Pure Heroine

New artists in 2013 don’t come any “2013”-ier than Lorde. Ella Yelich-O’Connor is 16, but she could be 25. She sings tough and raps soft. She’s from New Zealand, but she could just as easily be from Tampa or Glasgow or Dubrovnik. On her debut, she’s a tiny-life teenager and a throne-watching pop comer with a sound that recalls the Internet hip-hop of Kitty Pryde, the cold-storage torch pop of Lana Del Rey and the primal self-dredging of Florence Welch, while still sounding strangely sui generis. “Maybe the Internet raised us/Or maybe people are jerks,” she muses on “A World Alone.” She’s a child of the cloud.
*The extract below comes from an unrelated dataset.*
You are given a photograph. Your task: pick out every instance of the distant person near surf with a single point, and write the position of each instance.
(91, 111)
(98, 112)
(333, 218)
Yet Pure Heroine feels surprisingly real and fully formed, punching through sparse, cushily booming post-hip-hop tracks with vividly searching lyrics about growing up too fast that can seem at once arrogant and pensive. “We’re so happy even when we’re smiling out of fear,” she sings on “Tennis Court.” Songs like the hit “Royals” are foreboding but catchy, hushed but hype. She’s great at dissecting her so-called life (“We’re hollow like the bottles that we drain”) and at evoking the feeling of loving hip-hop even as its impossible fantasies turn you inside out. “Team” is an ode to her friend crew, with a beat that booms like Run-DMC playing from inside a stu ed animal. But the song feels proudly isolated: “I’m kind of over getting told to throw my hands up in the air/So there/I’m kind of older than I was when I reveled without a care.” Ball up your fists anxiously at your sides to this shit.